Try something a little different with your travel photography: take the time to find a fresh perspective or new style of photography, or experiment with different lenses.
1. FIND DIFFERENT ANGLES
LOOK AT YOUR SURROUNDING FROM NEW POINTS OF VIEW
It’s easy to keep taking the same type of shots from the same angles, but try not to limit yourself to one perspective. When travelling, you may have limited time in one spot, but take some time to really look at your environment.
KIT NEEDED: CAMERA AND ZOOM LENS
Martina recommends the OM-D E-M1 Mark II or OM-D E-M10 Mark III and the M.ZUIKO 12-100mm f/4 IS PRO
It can be easy to fall into a rut with your photography if you are taking the same types of photos over and over again from the same angle – usually eye level. It’s worth trying something new and challenging yourself to look a little harder before you start taking photos.
I like to travel with as little camera gear as possible, so consider what you want to capture when you travel. Make use of available light and how it interacts with your shot. The M.ZUIKO 12-100mm f/4 IS PRO is a super lens as it allows you to really close in on details without losing any sharpness. Try using your camera’s tilting screen to allow you to take those photos that you would otherwise have to strain your neck or crouch down to take.
2. CREATE A SENSE OF SCALE
CREATE DEPTH AND SHARPNESS STACKING EASILY HANDHELD
When thinking what gear to pack for your travels, consider taking a wider lens. This will mean you can fit more into your frame and experiment with being more creative with your shot, so you can capture a scene that will really draw the eye.
KIT NEEDED: CAMERA AND WIDE ANGLE LENS
Martina recommends the OM-D E-M1 Mark II or OM-D E-M10 Mark III and the M.ZUIKO 7-14mm f/2.8 PRO
In the past I have felt that I wanted to capture more of a scene than my lens allowed me to whilst on my travels. There is a certain art to shooting with a wide-angle lens, as it means that you can focus on your subject while also capturing the vast background, without losing any of the details. This can give your photos an instant ‘wow’ factor and allow you to create drama in your shots with little or no extra effort.
This doesn’t mean that you have to shoot as wide as possible all the time, but I find that the M.ZUIKO 7-14mm f/2.8 PRO is a great travel companion as it is versatile enough to allow you get those wide shots, even in the most challenging of light situations.
3. TIMING IS EVERYTHING
USE HIGH-SPEED SHOOTING TO AVOID MISSING THE SHOT
One of the best things about macro photography is that it can take something that we see every day and give it a whole new look and feel. Details that are usually too small to notice can be lifted to a whole new level.

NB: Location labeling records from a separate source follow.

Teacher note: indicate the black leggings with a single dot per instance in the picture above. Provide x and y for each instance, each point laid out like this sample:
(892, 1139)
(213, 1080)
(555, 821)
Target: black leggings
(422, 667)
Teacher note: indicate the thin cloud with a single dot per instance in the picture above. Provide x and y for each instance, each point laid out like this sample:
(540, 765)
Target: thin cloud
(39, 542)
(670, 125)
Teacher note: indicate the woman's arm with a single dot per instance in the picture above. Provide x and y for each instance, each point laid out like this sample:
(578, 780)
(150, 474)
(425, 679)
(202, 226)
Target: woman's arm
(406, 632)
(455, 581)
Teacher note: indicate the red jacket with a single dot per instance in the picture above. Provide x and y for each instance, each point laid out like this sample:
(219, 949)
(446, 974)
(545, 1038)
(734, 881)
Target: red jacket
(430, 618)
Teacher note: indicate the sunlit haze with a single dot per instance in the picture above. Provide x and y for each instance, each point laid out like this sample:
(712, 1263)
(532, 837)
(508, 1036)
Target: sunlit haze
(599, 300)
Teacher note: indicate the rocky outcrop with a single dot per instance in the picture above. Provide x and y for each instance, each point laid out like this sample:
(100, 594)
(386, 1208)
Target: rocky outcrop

KIT NEEDED: CAMERA AND ZOOM LENS
Martina recommends the OM-D E-M1 Mark II or OM-D E-M10 Mark III and the M.ZUIKO 12-40mm f/2.8 PRO
Sometimes, when you’re out in a new environment with your camera, you can see the potential for a shot developing. When this happens it helps to use the tools that are available to you, especially if you have to wait a while for the moment to occur. The high-speed sequential shooting feature, for example, allows you to capture a number of shots by pressing and holding the shutter down, so you can get the shot that you are waiting for.
Whilst travelling and taking shots like this, you also want to be as discreet as possible, which is why I also like to use silent mode. I most commonly use the M.ZUIKO 12-40mm f/2.8 PRO lens as this gives me option to take a shot that I may crop down later, while maintaining sharpness. The constant f/2.8 means that I can shoot all day and in difficult light conditions with confidence, and it’s small enough to fit in my bag without drawing the sort of attention the equivalent DSLR lens and camera combination would.